Not helping matters is the chains’ real estate strategy, which targets low-cost sites in strip malls without much auto access. Over the past decade, more of the restaurant business shifted toward locations with drive-thrus, prompting even chains that had eschewed them for years to start developing the lanes. Even Chipotle. That only intensified during the pandemic when drive-thrus became king.

“Sandwich is tough because it is so heavily skewed toward strip malls,” Gordon said.

“Sandwiches are always going to be difficult,” he added, noting that sandwich chains are “over-represented” on the list of biggest default rates among franchises that receive loans backed by the U.S. Small Business Administration. “That tells you something.”

To be sure, each of these chains has their own unique issues that have contributed to their demise and it’s worth noting that Subway became awful big before meeting the same fate as the other two.

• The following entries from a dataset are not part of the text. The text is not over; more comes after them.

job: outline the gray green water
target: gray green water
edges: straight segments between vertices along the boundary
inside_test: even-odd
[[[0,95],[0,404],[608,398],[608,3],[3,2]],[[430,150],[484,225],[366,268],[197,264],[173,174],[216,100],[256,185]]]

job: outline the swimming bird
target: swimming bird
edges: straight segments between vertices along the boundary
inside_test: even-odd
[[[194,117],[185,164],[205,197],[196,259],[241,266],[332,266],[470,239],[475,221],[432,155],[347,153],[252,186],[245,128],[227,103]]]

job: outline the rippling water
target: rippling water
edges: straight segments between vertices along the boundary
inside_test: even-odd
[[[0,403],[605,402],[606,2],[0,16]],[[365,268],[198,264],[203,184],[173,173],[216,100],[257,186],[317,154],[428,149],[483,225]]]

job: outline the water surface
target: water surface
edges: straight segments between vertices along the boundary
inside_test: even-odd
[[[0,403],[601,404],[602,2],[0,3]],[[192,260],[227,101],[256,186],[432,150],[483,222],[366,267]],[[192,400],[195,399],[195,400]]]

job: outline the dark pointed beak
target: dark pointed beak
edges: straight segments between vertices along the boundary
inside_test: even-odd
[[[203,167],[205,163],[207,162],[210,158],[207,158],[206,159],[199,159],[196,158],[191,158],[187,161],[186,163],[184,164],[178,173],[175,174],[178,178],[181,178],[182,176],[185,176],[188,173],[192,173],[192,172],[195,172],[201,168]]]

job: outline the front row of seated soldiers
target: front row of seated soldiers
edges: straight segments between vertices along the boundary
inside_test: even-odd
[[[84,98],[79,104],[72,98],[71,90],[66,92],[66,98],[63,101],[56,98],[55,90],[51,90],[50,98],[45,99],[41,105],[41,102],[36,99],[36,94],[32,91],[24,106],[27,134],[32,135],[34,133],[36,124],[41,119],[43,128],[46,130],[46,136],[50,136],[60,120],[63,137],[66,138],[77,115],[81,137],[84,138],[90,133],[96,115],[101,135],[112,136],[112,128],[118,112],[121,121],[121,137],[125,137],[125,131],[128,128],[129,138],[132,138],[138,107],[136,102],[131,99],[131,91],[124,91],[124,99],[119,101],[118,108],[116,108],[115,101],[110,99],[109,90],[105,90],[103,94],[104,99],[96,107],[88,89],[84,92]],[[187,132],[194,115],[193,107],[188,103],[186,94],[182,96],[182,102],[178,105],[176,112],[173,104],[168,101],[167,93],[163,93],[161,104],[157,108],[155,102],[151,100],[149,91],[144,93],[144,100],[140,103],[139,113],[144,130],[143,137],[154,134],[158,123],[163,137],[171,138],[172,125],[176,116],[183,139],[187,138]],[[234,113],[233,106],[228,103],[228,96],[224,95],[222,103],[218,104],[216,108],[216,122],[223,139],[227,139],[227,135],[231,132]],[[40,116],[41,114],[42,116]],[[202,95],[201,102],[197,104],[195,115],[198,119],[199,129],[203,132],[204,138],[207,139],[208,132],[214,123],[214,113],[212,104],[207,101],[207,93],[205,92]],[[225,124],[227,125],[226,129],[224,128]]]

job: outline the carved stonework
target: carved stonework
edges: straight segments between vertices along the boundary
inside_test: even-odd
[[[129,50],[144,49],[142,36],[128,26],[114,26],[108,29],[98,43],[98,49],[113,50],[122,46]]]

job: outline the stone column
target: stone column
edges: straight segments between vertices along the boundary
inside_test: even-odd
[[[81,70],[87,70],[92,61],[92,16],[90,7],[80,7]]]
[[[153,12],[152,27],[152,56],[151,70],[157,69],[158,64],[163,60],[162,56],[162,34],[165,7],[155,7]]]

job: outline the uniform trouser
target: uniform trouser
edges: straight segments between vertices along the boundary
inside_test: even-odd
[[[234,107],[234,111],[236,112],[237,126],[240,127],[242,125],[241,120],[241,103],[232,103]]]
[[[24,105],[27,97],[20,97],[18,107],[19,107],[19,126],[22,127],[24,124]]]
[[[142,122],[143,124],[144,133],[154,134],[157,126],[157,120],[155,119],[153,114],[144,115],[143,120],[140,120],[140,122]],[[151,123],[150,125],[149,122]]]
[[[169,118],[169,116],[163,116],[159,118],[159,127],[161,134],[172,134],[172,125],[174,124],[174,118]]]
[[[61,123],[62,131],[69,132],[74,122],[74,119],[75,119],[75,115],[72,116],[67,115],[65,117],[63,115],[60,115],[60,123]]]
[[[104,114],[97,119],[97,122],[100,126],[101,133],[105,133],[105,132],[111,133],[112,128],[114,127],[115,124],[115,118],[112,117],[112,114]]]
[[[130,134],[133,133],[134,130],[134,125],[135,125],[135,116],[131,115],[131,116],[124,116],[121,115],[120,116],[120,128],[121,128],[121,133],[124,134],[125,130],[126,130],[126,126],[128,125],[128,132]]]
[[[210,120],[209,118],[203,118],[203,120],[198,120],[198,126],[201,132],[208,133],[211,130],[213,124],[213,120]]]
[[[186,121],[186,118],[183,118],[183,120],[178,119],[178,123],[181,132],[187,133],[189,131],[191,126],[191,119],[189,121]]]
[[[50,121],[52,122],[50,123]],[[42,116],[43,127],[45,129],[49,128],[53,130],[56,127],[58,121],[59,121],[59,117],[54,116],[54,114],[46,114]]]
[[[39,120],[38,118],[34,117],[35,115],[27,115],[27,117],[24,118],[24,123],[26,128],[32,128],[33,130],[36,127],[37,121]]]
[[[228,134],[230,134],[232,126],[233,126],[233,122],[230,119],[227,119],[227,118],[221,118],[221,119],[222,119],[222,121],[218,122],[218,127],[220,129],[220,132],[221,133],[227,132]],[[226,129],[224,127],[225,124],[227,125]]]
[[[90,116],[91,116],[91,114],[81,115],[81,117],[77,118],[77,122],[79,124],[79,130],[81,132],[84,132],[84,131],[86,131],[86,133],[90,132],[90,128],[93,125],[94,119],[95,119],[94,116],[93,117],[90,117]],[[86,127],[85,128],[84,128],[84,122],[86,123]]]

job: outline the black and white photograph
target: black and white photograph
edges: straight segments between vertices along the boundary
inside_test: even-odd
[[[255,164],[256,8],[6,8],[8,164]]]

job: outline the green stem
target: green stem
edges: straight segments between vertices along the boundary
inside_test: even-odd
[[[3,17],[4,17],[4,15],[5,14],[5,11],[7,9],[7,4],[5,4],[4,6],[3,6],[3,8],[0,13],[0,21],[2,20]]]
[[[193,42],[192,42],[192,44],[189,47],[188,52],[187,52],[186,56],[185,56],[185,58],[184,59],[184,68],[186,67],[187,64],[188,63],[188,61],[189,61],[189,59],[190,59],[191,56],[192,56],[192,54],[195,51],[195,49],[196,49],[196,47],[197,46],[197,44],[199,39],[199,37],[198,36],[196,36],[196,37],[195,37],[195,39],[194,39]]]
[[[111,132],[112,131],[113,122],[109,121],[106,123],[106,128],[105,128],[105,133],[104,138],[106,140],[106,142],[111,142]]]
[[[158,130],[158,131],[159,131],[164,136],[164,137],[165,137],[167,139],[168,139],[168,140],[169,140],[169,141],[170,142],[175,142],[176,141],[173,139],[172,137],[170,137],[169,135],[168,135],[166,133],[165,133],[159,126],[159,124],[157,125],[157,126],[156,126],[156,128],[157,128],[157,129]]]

In addition, the crop of growing sandwich chains appears, at least for now, to have better economics than their predecessors and thus a better chance to avoid the fates of Quiznos and Blimpie, at the very least. Jimmy John’s volumes were near $700,000—though it struggled last year, too—while Firehouse Subs’ volumes last year were $741,000 and Jersey Mike’s $900,000, according to Technomic. “You can make a pretty good living with just one location,” Cancro said.

The chains, in other words, are getting people to order their sandwiches at other times of the day and not just lunch. Keeping that up will help them avoid the sandwich chain curse.